Baillehache Pascal's personal website

OOP in C - Methods

The object oriented programming paradigm is based on the concept of object. An object is a structure which can contain both data and code. The code of an object is called its methods. In C, structures usually contains only data, and code is applied to these structures via functions. Wouldn't it be nice if it was also possible to have methods in C ?

How to define and use methods in plain standard C.

Ideally I would like to be able to write something that resembles the C++ syntax: instance->method(arguments). Each component is immediately identifiable and appear only once, and the syntax is short. For the declaration of the method, to emphasize the fact that the method is part of the object, at the same level as the data, it should appear inside the structure declaration.

For the declaration, it is possible to use pointers to function in the structure declaration, for example as follow:

struct MyObject {
  int aField;
  void (*aMethod)(int argumentOfTheMethod);
};

aField and aMethod clearly belong to MyObject and are declared at the same level and same place. If instance is an instance of MyObject, they can be used as instance.aField and instance.aMethod(...). So far so good.

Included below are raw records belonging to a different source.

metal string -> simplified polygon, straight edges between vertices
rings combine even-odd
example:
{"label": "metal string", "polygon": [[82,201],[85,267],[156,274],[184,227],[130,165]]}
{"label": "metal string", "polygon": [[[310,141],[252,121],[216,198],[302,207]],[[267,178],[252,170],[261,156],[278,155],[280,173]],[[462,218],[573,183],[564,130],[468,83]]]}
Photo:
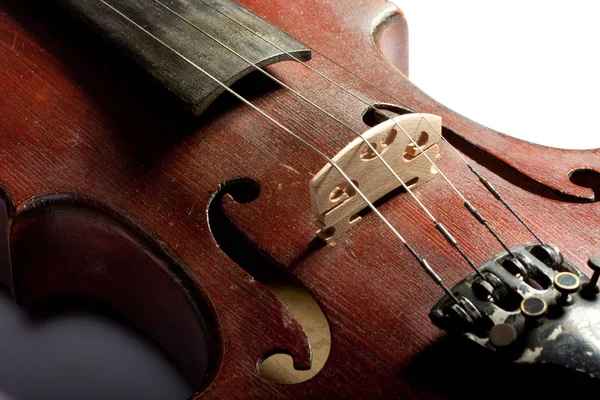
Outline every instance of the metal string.
{"label": "metal string", "polygon": [[[366,138],[364,138],[362,136],[362,134],[360,132],[358,132],[357,130],[355,130],[354,128],[352,128],[351,126],[349,126],[348,124],[346,124],[345,122],[343,122],[342,120],[340,120],[339,118],[337,118],[336,116],[334,116],[333,114],[329,113],[328,111],[326,111],[325,109],[323,109],[322,107],[320,107],[318,104],[316,104],[313,101],[309,100],[304,95],[302,95],[298,91],[296,91],[293,88],[291,88],[289,85],[285,84],[284,82],[282,82],[278,78],[274,77],[272,74],[269,74],[263,68],[259,67],[258,65],[256,65],[252,61],[248,60],[246,57],[244,57],[239,52],[237,52],[234,49],[232,49],[230,46],[227,46],[222,41],[218,40],[217,38],[215,38],[211,34],[205,32],[203,29],[201,29],[200,27],[196,26],[194,23],[192,23],[191,21],[189,21],[187,18],[185,18],[182,15],[178,14],[176,11],[174,11],[171,8],[169,8],[168,6],[162,4],[158,0],[153,0],[153,1],[156,4],[158,4],[159,6],[163,7],[164,9],[168,10],[169,12],[171,12],[172,14],[174,14],[175,16],[177,16],[178,18],[180,18],[182,21],[184,21],[185,23],[187,23],[188,25],[190,25],[194,29],[196,29],[199,32],[201,32],[202,34],[206,35],[208,38],[210,38],[214,42],[218,43],[219,45],[221,45],[222,47],[224,47],[225,49],[227,49],[228,51],[230,51],[231,53],[233,53],[237,57],[239,57],[242,60],[244,60],[245,62],[247,62],[250,66],[252,66],[257,71],[261,72],[262,74],[264,74],[268,78],[272,79],[274,82],[276,82],[277,84],[281,85],[285,89],[289,90],[295,96],[299,97],[303,101],[305,101],[308,104],[310,104],[311,106],[315,107],[317,110],[319,110],[323,114],[327,115],[329,118],[331,118],[332,120],[334,120],[338,124],[342,125],[346,129],[348,129],[349,131],[351,131],[352,133],[354,133],[357,137],[359,137],[371,149],[371,151],[373,152],[373,154],[375,154],[377,156],[377,158],[383,163],[383,165],[387,168],[387,170],[392,173],[392,175],[394,176],[394,178],[396,178],[396,180],[400,183],[400,185],[402,185],[402,187],[406,190],[406,192],[409,193],[410,196],[417,202],[417,204],[419,205],[419,207],[421,207],[421,209],[425,212],[425,214],[427,214],[427,216],[431,219],[431,221],[433,222],[433,225],[438,230],[438,232],[440,234],[442,234],[442,236],[444,236],[444,238],[448,241],[448,243],[450,243],[450,245],[452,245],[458,251],[458,253],[461,255],[461,257],[469,264],[469,266],[473,269],[473,271],[475,271],[482,279],[485,279],[485,276],[477,269],[477,266],[475,265],[475,263],[473,262],[473,260],[471,260],[471,258],[465,253],[465,251],[460,246],[459,242],[454,238],[454,236],[450,233],[450,231],[441,222],[439,222],[437,220],[437,218],[435,218],[433,216],[433,214],[429,211],[429,209],[419,200],[419,198],[413,193],[413,191],[408,187],[408,185],[406,185],[406,183],[400,178],[400,176],[398,176],[398,174],[396,173],[396,171],[394,171],[394,169],[388,164],[388,162],[383,159],[383,157],[381,156],[381,153],[379,153],[376,150],[376,148]],[[286,54],[288,54],[288,53],[286,53]],[[346,90],[346,89],[344,89],[344,90]],[[366,103],[366,104],[368,105],[368,103]],[[411,139],[413,141],[413,143],[416,144],[416,142],[412,139],[412,137],[410,137],[410,135],[402,127],[400,127],[400,125],[396,121],[394,121],[393,119],[390,119],[390,120],[393,121],[394,124],[397,125],[400,129],[402,129],[402,131],[409,137],[409,139]],[[423,154],[425,154],[425,153],[423,153]],[[429,157],[427,157],[427,159],[431,162],[431,159]],[[438,171],[439,171],[439,169],[438,169]],[[445,175],[444,175],[444,178],[445,178]],[[448,180],[448,178],[445,178],[445,179]],[[452,185],[452,183],[449,180],[448,180],[448,182]],[[452,186],[454,187],[454,185],[452,185]],[[465,199],[465,201],[466,201],[466,199]],[[471,208],[474,209],[473,206],[471,206]],[[497,237],[497,235],[496,235],[496,237]],[[507,247],[507,249],[508,249],[508,247]]]}
{"label": "metal string", "polygon": [[[155,0],[156,1],[156,0]],[[346,89],[345,87],[341,86],[340,84],[338,84],[337,82],[335,82],[333,79],[329,78],[328,76],[326,76],[325,74],[321,73],[320,71],[314,69],[313,67],[311,67],[310,65],[308,65],[306,62],[298,59],[297,57],[295,57],[293,54],[290,54],[289,52],[285,51],[284,49],[282,49],[280,46],[278,46],[277,44],[273,43],[272,41],[268,40],[267,38],[263,37],[262,35],[254,32],[252,29],[250,29],[249,27],[247,27],[246,25],[242,24],[241,22],[237,21],[236,19],[230,17],[229,15],[225,14],[224,12],[222,12],[221,10],[219,10],[218,8],[214,7],[212,4],[208,3],[206,0],[201,0],[204,4],[206,4],[207,6],[209,6],[210,8],[212,8],[213,10],[217,11],[218,13],[220,13],[221,15],[223,15],[224,17],[228,18],[229,20],[233,21],[234,23],[236,23],[237,25],[241,26],[242,28],[246,29],[248,32],[250,32],[251,34],[257,36],[258,38],[262,39],[263,41],[269,43],[271,46],[277,48],[278,50],[284,52],[286,55],[288,55],[289,57],[291,57],[292,59],[294,59],[295,61],[301,63],[302,65],[304,65],[306,68],[310,69],[312,72],[318,74],[319,76],[321,76],[322,78],[326,79],[327,81],[329,81],[330,83],[332,83],[333,85],[337,86],[338,88],[342,89],[344,92],[348,93],[350,96],[354,97],[355,99],[361,101],[363,104],[366,104],[367,106],[373,108],[379,115],[383,116],[384,118],[386,118],[387,120],[392,120],[391,118],[389,118],[387,115],[382,114],[381,112],[379,112],[375,107],[373,107],[372,104],[370,104],[368,101],[364,100],[363,98],[361,98],[360,96],[354,94],[353,92],[351,92],[350,90]],[[258,15],[257,15],[258,16]],[[280,32],[284,33],[287,35],[287,32],[285,32],[283,29],[279,28],[277,25],[265,20],[264,18],[258,16],[259,18],[261,18],[263,21],[265,21],[266,23],[268,23],[269,25],[273,26],[274,28],[278,29]],[[298,40],[298,39],[296,39]],[[392,96],[391,94],[389,94],[388,92],[386,92],[385,90],[379,88],[378,86],[376,86],[375,84],[369,82],[368,80],[362,78],[361,76],[359,76],[358,74],[352,72],[351,70],[349,70],[348,68],[344,67],[343,65],[337,63],[336,61],[332,60],[331,58],[327,57],[325,54],[317,51],[314,48],[311,48],[310,46],[306,45],[305,43],[300,42],[302,45],[304,45],[305,47],[307,47],[308,49],[310,49],[311,51],[314,51],[315,53],[319,54],[321,57],[325,58],[326,60],[328,60],[329,62],[331,62],[332,64],[336,65],[337,67],[341,68],[342,70],[350,73],[352,76],[358,78],[359,80],[361,80],[362,82],[366,83],[367,85],[371,86],[372,88],[376,89],[377,91],[379,91],[380,93],[383,93],[384,95],[388,96],[389,98],[391,98],[392,100],[394,100],[396,103],[401,104],[405,107],[407,107],[406,104],[400,102],[399,100],[397,100],[396,98],[394,98],[394,96]],[[434,131],[437,131],[430,123],[429,121],[425,120]],[[399,126],[399,124],[394,121],[395,125],[397,125],[399,128],[402,129],[402,127]],[[414,145],[416,145],[417,147],[418,144],[415,142],[415,140],[408,135],[408,133],[402,129],[402,131],[408,136],[408,138],[413,142]],[[542,240],[539,238],[539,236],[533,231],[533,229],[531,229],[529,227],[529,225],[521,218],[521,216],[508,204],[508,202],[506,202],[506,200],[500,195],[500,193],[498,193],[498,191],[491,185],[491,183],[489,183],[489,181],[487,179],[485,179],[485,177],[483,177],[479,172],[477,172],[477,170],[475,170],[473,168],[473,166],[458,152],[458,150],[452,146],[452,144],[450,144],[450,142],[448,142],[448,140],[441,134],[441,132],[438,132],[442,138],[442,140],[444,142],[446,142],[446,144],[448,146],[450,146],[450,148],[466,163],[466,165],[468,166],[469,170],[475,174],[475,176],[479,179],[479,181],[483,184],[483,186],[490,191],[490,193],[492,193],[492,195],[498,200],[500,201],[504,207],[506,207],[508,209],[508,211],[511,212],[511,214],[536,238],[536,240],[543,245]],[[420,147],[419,147],[419,150]],[[444,179],[448,182],[448,184],[454,189],[454,191],[458,194],[458,196],[463,200],[463,204],[465,206],[465,208],[467,208],[467,210],[471,213],[471,215],[477,220],[479,221],[493,236],[494,238],[502,245],[502,247],[504,247],[504,249],[509,252],[512,256],[514,256],[514,254],[512,253],[512,251],[508,248],[508,246],[506,245],[506,243],[502,240],[502,238],[498,235],[498,233],[489,225],[489,223],[487,222],[487,220],[481,215],[481,213],[479,213],[477,211],[477,209],[475,209],[475,207],[467,200],[464,198],[464,196],[458,191],[458,189],[452,184],[452,182],[446,178],[446,176],[442,173],[442,171],[437,168],[437,166],[433,163],[433,161],[429,158],[428,155],[426,155],[422,150],[421,152],[426,156],[426,158],[430,161],[430,163],[434,166],[434,168],[436,168],[438,170],[438,172],[440,172],[440,175],[442,175],[444,177]]]}
{"label": "metal string", "polygon": [[424,258],[422,258],[416,252],[416,250],[412,246],[410,246],[408,244],[408,242],[396,230],[396,228],[394,228],[394,226],[387,220],[387,218],[385,218],[383,216],[383,214],[381,214],[381,212],[373,205],[373,203],[371,201],[369,201],[369,199],[366,197],[366,195],[352,182],[352,179],[350,179],[350,177],[330,157],[328,157],[325,153],[323,153],[321,150],[319,150],[317,147],[315,147],[314,145],[312,145],[307,140],[301,138],[300,136],[298,136],[297,134],[295,134],[294,132],[292,132],[290,129],[288,129],[283,124],[281,124],[280,122],[278,122],[277,120],[275,120],[273,117],[271,117],[270,115],[268,115],[266,112],[264,112],[263,110],[261,110],[260,108],[258,108],[257,106],[255,106],[252,102],[250,102],[249,100],[246,100],[243,96],[241,96],[238,93],[236,93],[233,89],[229,88],[226,84],[224,84],[223,82],[219,81],[217,78],[215,78],[213,75],[211,75],[210,73],[208,73],[207,71],[205,71],[203,68],[201,68],[200,66],[196,65],[193,61],[191,61],[190,59],[188,59],[187,57],[185,57],[183,54],[179,53],[173,47],[169,46],[167,43],[165,43],[164,41],[162,41],[161,39],[159,39],[158,37],[156,37],[155,35],[153,35],[151,32],[149,32],[148,30],[144,29],[141,25],[139,25],[138,23],[136,23],[135,21],[133,21],[127,15],[123,14],[117,8],[115,8],[112,5],[110,5],[105,0],[100,0],[100,2],[102,2],[107,7],[111,8],[114,12],[116,12],[121,17],[123,17],[124,19],[126,19],[127,21],[129,21],[130,23],[132,23],[133,25],[135,25],[137,28],[139,28],[140,30],[142,30],[144,33],[146,33],[147,35],[151,36],[157,42],[161,43],[163,46],[165,46],[167,49],[169,49],[170,51],[172,51],[173,53],[175,53],[182,60],[184,60],[185,62],[187,62],[188,64],[190,64],[191,66],[193,66],[194,68],[196,68],[197,70],[199,70],[200,72],[202,72],[203,74],[205,74],[208,78],[210,78],[215,83],[217,83],[219,86],[221,86],[225,91],[229,92],[234,97],[236,97],[238,100],[240,100],[241,102],[243,102],[244,104],[246,104],[247,106],[249,106],[250,108],[252,108],[254,111],[258,112],[264,118],[266,118],[271,123],[273,123],[275,126],[277,126],[278,128],[280,128],[287,135],[289,135],[289,136],[293,137],[294,139],[298,140],[301,144],[303,144],[304,146],[308,147],[309,149],[311,149],[312,151],[314,151],[315,153],[317,153],[319,156],[321,156],[322,158],[324,158],[329,164],[331,164],[331,166],[333,168],[335,168],[340,173],[340,175],[342,175],[344,177],[344,179],[348,182],[348,184],[367,203],[367,205],[373,211],[373,213],[375,213],[384,222],[384,224],[390,229],[390,231],[394,234],[394,236],[396,236],[396,238],[398,238],[402,242],[402,244],[413,255],[413,257],[415,257],[415,259],[419,262],[419,264],[421,265],[421,267],[423,268],[423,270],[431,277],[431,279],[438,286],[440,286],[444,290],[444,292],[458,306],[462,307],[462,305],[461,305],[460,301],[458,300],[458,298],[444,284],[444,282],[442,281],[442,278],[440,278],[440,276],[433,270],[433,268],[429,265],[429,263]]}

The field value is accessed and modified as usual, but the method needs to be linked to its body. To create a new instance of MyObject, I define, for each objects, a function struct MyObject MyObjectCreate() which create the instance and eventually initialise the fields of the structure based on its arguments (not written here). This function, equivalent to the constructor in C++, also has the duty to link the function pointers of the instance with the appropriate functions body. It gives something like:

void MyObjectMethod(int argument) {
  ...
}
struct MyObject MyObjectCreate(int fieldInitialValue) {
  struct MyObject instance;
  instance.aField = fieldInitialValue;
  instance.aMethod = MyObjectMethod;
  return instance;
}

Now I can create an object instance and use its method as I expected:

struct MyObject instance = MyObjectCreate(0);
instance.aMethod(1);

However the method misses a crucial property: the ability to refer to its invoking object instance. Inside the body of MyObjectMethod() there is no way to access the instance at the origin of the function call. In C++ it's the role of the keyword this. The solution to this problem I keep seeing among those who does OOP in C is to add one argument to the function MyObjectMethod() and pass instance to the function, as follow:

void MyObjectMethod(struct MyObject* instance, int argument) {
  ...
}
...
instance.aMethod(instance, ...);

which I personnally find super-mega-ugly. At each method definition and declaration you need to bother about that extra argument, and at each call to the method you need to write the instance variable twice. Which is even more a problem when you want to write things like functionWhichReturnAnInstanceOfMyObject().aMethod(...). What do you use as argument ? Another call to functionWhichReturnAnInstanceOfMyObject() ? If the function returns newly allocated instance, or has side effect, you're in trouble...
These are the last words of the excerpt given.